“After all, I have become engaged to-day,” he said to himself, with a certain quiet humor, and yet impressed by a feeling that he had really given himself to the unknown.
II.
Six years had passed, and Fritz Bagger had made his mark, although not as a lover. He had become Counsellor, and was particularly distinguished for the skill and energy with which he brought criminals to confession. It is thus that a man of fine and poetic feelings can satisfy himself in such a business, for a time at least: with the half of his soul he can lead a life which to himself and others seems entire only because it is busy, because it keeps him at work, and fills him with a consciousness of accomplishing something practical and good. There is a youthful working power, which needs not to look sharply out into the future for a particular aim of feeling or desire. This power itself, by the mere effort to keep in a given place, is for such an organization, every day, an aim, a relish; and one can for a number of years drive business so energetically, that he, too, slips over that difficult time which in every twenty-four hours threatens to meet him, the time between work and sleep, twilight, when the other half of the soul strives to awaken.

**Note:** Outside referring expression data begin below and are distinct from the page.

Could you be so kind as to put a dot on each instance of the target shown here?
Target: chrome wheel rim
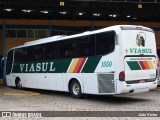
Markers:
(76, 88)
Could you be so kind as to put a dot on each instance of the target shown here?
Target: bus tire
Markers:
(75, 89)
(18, 83)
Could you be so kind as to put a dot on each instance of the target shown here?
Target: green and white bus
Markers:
(119, 59)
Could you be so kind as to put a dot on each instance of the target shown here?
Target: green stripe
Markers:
(50, 66)
(133, 65)
(91, 64)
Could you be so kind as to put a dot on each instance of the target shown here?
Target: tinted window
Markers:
(67, 48)
(105, 43)
(21, 54)
(36, 52)
(51, 50)
(9, 62)
(85, 46)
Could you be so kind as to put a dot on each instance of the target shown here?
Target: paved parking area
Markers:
(60, 101)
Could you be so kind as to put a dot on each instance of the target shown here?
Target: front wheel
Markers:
(75, 89)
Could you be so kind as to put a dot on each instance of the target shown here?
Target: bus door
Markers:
(9, 68)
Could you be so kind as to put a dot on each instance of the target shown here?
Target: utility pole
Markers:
(4, 50)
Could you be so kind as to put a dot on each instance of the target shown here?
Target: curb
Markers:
(9, 94)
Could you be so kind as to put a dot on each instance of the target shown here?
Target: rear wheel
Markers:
(18, 83)
(75, 89)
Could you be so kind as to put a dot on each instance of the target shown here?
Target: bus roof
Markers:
(115, 28)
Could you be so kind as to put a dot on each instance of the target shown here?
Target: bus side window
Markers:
(85, 46)
(67, 48)
(105, 43)
(51, 50)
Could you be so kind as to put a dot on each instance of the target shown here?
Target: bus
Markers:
(119, 59)
(158, 65)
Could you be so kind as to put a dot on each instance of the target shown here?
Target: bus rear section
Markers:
(138, 70)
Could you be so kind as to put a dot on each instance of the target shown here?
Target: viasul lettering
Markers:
(38, 67)
(140, 50)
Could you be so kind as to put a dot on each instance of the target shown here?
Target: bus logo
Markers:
(140, 39)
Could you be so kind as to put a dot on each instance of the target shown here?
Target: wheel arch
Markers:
(76, 79)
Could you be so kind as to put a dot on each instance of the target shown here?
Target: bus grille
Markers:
(106, 83)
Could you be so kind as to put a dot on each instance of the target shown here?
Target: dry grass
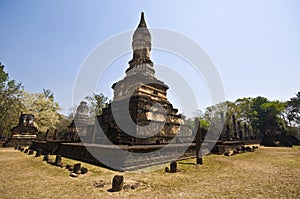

Be it because his professional duties gave him no time or opportunity for courtship, or for some other reason, Fritz Bagger remained a bachelor; and a bachelor with the income of his profession is looked upon as a rich man. Counsellor Bagger would, when business allowed, enter into social life, treating it in that elegant, independent, almost poetic manner, which in most cases is denied to married men, and which is one reason why they press the hand of a bachelor with a sigh, a mixture of envy, admiration, and compassion. If we add here that a bachelor with such a professional income is the possible stepping-stone to an advantageous marriage, it is easily seen that Fritz Bagger was much sought for in company. He went, too, into it as often as allowed by his legal duties, from which he would hasten in the black “swallow-tail” to a dinner or soiree, and often amused himself where most others were weary; because conversation about anything whatever with the cultivated was to him a refreshment, and because he brought with him a good appetite and good humor, resting upon conscientious work. He could show interest in divers trifles, because in their nothingness (quite contrary to the trifles in which half an hour previous, with painful interest, he had ferreted out crime), they appeared to him as belonging to an innocent, childish world; and if conversation approached more earnest things, he spoke freely, and evidently gave himself quite up to the subject, letting the whole surface of his soul flow out. And this procured him friendship and reputation.